Why is IPMI better than snmp?
I received an email asking why I prefer IPMI over snmp.
IPMI is more powerful, more flexible and provides better information… let’s have a look at some examples:
Investigating a restart without logging directly into the ILOM interface:
ipmitool -I lanplus -H 192.169.4.1 -U my_user -P my_password chassis restart_cause
System restart cause: chassis power control command
Checking whether the locate flashing LED is ON or OFF:
ipmitool -I lanplus -H 192.169.4.1 -U my_user -P my_password sunoem led get LOCATE
LOCATE | ON
Event list:
ipmitool -I lanplus -H 192.169.4.1 -U my_user -P my_password sel list
1 | 09/28/2015 | 20:35:35 | Power Supply #0xb8 | State Asserted | Asserted
2 | 09/28/2015 | 20:35:36 | Power Supply #0xb7 | State Asserted | Asserted
3 | 09/28/2015 | 20:35:46 | Power Supply #0xb8 | State Deasserted | Asserted
4 | 09/28/2015 | 20:35:47 | Power Supply #0xb7 | State Deasserted | Asserted
5 | 09/28/2015 | 21:17:47 | Power Supply #0xb8 | State Asserted | Asserted
6 | 09/28/2015 | 21:17:48 | Power Supply #0xb7 | State Asserted | Asserted
7 | 09/28/2015 | 21:17:59 | Power Supply #0xb8 | State Deasserted | Asserted
8 | 09/28/2015 | 21:18:00 | Power Supply #0xb7 | State Deasserted | Asserted
9 | 09/28/2015 | 21:39:49 | Power Supply #0xb4 | State Deasserted | Asserted
a | 09/28/2015 | 21:39:51 | Power Supply #0xb2 | State Deasserted | Asserted
b | 09/28/2015 | 21:39:51 | System ACPI Power State #0x0f | S0/G0: working | Deasserted
We can check all of them or clear all of them:
ipmitool -I lanplus -H 192.169.4.1 -U my_user -P my_password sel clear
Clearing SEL. Please allow a few seconds to erase.
Chaining more commands:
ipmitool -I lanplus -H 192.169.4.1 -U my_user -P my_password sunoem cli "show /SP/powermgmt/ actual_power" "show /SP/services"
Connected.

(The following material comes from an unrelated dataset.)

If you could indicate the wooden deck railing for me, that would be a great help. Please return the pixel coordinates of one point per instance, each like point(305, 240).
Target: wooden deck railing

Use ^D to exit.
-> show /SP/powermgmt/ actual_power
/SP/powermgmt
Properties:
actual_power = 741
-> show /SP/services
/SP/services
Targets:
http
https
ipmi
kvms
servicetag
snmp
ssh
sso
Check if a PSU has faulted:
ipmitool -I lanplus -H 192.169.4.1 -U my_user -P my_password sunoem cli "show /SYS/PSU_FAULT"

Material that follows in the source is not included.